While the patient’s psychological state is relevant during assessment and may be even more important in devising a treatment plan, attempts to assign pain to purely psychological causes should be resisted. Explaining pain mechanisms is challenging, even when clinician and patient share a language and culture; without either it can be very difficult and unsatisfactory but should be attempted. We urgently need dynamic and accessible resources to support such explanations.

Post-Traumatic Stress: Models and Treatments

It is common for both survivors of torture and war trauma with chronic pain and disabling post-traumatic symptoms to find themselves between mental and physical health services, neither of which wishes to offer treatment until the other has effectively treated them. Because symptoms of post-traumatic stress can complicate treatment of chronic pain, and chronic pain can be an obstacle to treating post-traumatic stress symptoms, treatment is ideally integrated (see review by Bosco et al. [64]), even if delivered by different services. Combined treatment within a single service for chronic pain and post-traumatic symptoms has shown benefits for both pain and psychological state (e.g. [65]), but is very rarely available.

What the clinician assessing and treating pain needs to appreciate is that the field of post-traumatic stress is subject to strongly held beliefs, with some vested interests propagating particular treatment models [66], without either evidence for their superiority in general [67] or their suitability for torture survivors and military veterans. A systematic review and meta-analysis [67] found no immediate treatment effects of psychological treatments in nine randomised controlled trials on post-traumatic symptoms, general distress, or quality of life in torture survivors, and only very weak effects on post-traumatic symptoms and distress at follow-up. The trials were mostly of narrative exposure therapy, currently the dominant model and subject to critical commentary [67, 68, 69•].

Conclusions

Clinically, military medicine has improved hugely in its understanding and treatment of pain, with benefits across the medical field. Yet, pain management in most parts of the world, including many where millions suffer torture and organised violence that creates pain and disability, is poorly resourced and often absent from the public health agenda. Many refugees who have been tortured come from such settings, and clinicians need to be proactive in asking about, and being willing and able to listen to, their experiences. That may require time, interpreters, and other resources in short supply, but which are required in order to provide equitable and accessible health care.
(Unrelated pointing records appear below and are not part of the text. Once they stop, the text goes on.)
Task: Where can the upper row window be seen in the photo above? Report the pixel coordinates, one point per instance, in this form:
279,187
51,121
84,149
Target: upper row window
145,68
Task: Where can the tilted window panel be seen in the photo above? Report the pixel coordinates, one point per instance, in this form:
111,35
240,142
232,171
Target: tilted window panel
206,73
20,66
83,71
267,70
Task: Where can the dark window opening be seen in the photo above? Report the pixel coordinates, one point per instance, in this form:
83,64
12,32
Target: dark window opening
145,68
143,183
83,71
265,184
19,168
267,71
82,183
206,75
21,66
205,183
Chronic pain affects both torture survivors and military veterans, yet the extent of their distress, instability and day to day struggles can make it difficult for them to work at pain management methods that offer them a better quality of life. Further, many of our medical colleagues continue to dismiss chronic pain in which there are no physical signs or where there is manifest psychological distress. This is a very serious disservice to the patient and requires that pain specialists advocate for pain management across clinical settings.
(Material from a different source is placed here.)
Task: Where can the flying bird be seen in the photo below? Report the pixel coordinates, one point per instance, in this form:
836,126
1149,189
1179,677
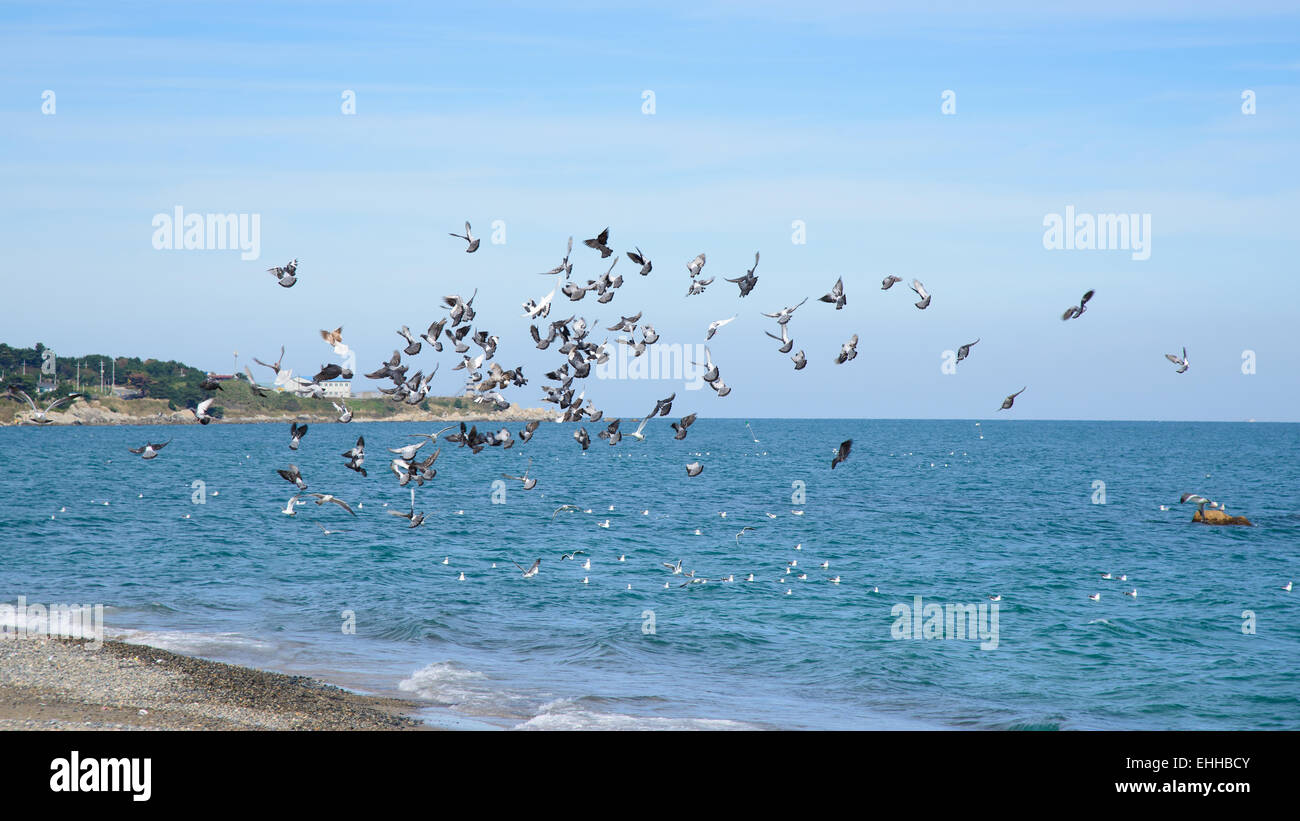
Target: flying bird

In research terms, we need to keep an open mind about ways of understanding and treating post-traumatic symptoms in people with persistent pain, whether from torture or war injuries, while using the best evidence available from related mental health fields. Treatments need to aim not only to relieve pain, by whatever medical means, but also to reduce distress and disability and improve quality of life. We often lack suitable instruments for evaluation that are culturally appropriate and in the language of the patient [69•]. The lack of literature on treatment of pain from torture, and from war, compared to that on treatment of psychological problems, leaves us in a position where even case reports represent an advance in shared knowledge. While that may seem discouraging, it widens the field of those who can contribute to all pain clinicians.